Jenni predicts that “If the hoot owl thing happens every year for a couple of years, it will scare people away from the midseason fishing … which will either reduce the number of annual fishermen or push them into the ‘two-season’ model.”
According to Jenni, a two-season model includes “a spring season where water temperatures are good for fish, a midsummer closure instead of a midsummer slump, and a fall-winter season where water temps are again good for fishing.”
Clients who flock to Montana from all corners of the world can’t justify coming out for a few days if they can only fish for half of the day.
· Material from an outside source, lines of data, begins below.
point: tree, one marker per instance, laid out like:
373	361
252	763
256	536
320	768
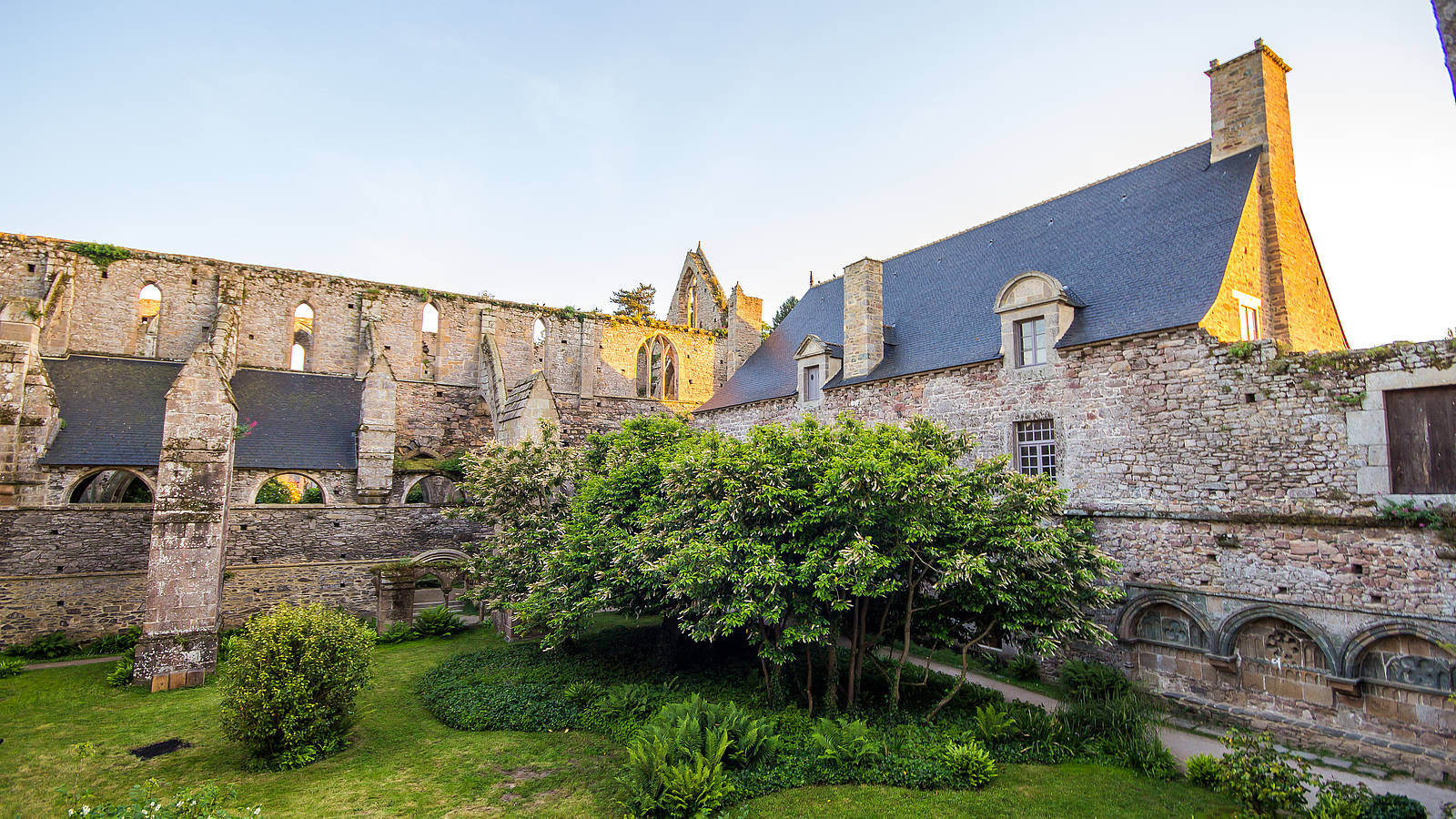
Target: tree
635	302
784	309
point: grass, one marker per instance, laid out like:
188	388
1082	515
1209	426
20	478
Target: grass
402	763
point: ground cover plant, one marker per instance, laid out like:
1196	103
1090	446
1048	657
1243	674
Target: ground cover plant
701	733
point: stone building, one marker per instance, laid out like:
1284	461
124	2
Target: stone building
186	440
1162	344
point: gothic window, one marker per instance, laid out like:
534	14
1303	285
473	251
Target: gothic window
657	369
288	489
434	490
149	312
1421	430
1168	624
111	486
302	337
1037	448
1409	661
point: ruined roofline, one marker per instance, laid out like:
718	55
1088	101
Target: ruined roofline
1062	196
363	283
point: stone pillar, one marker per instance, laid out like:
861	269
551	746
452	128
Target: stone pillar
189	511
744	329
376	438
864	318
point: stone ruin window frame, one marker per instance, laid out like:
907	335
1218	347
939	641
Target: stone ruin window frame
258	486
92	472
1368	433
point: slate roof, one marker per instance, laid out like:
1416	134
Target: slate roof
114	411
1140	251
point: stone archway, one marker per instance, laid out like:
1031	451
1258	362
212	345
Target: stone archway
397	583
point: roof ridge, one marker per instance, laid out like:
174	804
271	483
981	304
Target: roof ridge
1048	200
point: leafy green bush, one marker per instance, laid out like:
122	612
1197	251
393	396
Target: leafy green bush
970	763
844	742
46	647
147	802
1259	778
1092	681
1394	806
11	666
120	673
398	632
662	783
291	682
437	622
693	726
1339	800
1024	668
992	724
582	694
1205	770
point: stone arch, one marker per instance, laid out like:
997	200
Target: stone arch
433	493
118	489
1030	288
1132	615
1230	630
258	486
1369	639
657	369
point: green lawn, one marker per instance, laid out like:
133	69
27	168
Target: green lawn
402	763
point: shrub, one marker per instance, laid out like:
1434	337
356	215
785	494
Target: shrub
120	673
1205	770
1394	806
844	743
1259	778
693	724
660	783
992	724
398	632
1024	668
970	763
46	647
1092	681
147	802
582	694
11	666
291	682
437	622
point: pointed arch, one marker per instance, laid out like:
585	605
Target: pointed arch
149	318
657	369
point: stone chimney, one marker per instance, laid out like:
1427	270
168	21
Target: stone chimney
1251	111
864	317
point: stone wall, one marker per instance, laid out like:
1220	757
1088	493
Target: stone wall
1229	480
This has the potential to drive down business, and guides like Jenni may have a hard time keeping their weeks free when work is unstable.
Unfortunately, insects are not the only victims of the evolving conditions. The Clark Fork and Blackfoot rivers are known for their cutthroat and rainbows, but Montana’s trout species depend on the cold water supplied by melting snow. As the snowpack diminishes, the water temperatures rise and trout become stressed.
“There was lots of joking last year about becoming bass and pike guides,” Jenni says. “I think we are far enough north that we won’t lose our trout, at least in my lifetime.” He adds that the two season model would help alleviate the stress on fish by leaving them be during the warmest weeks of summer.
As El Nino racks the coast to the west and flooding continues to plague parts of the east, the regular fly-fishing season is just around the bend and anglers continue to wonder what the coming season will bring.
With careful observation, biologists will be one step closer to reading the phenological patterns in regional fisheries, helping to protect trout species and maybe even assisting fishing guides in their quest to match the hatch once again. Only time will tell what long-term repercussions climate change will have on Montana’s fishing industry.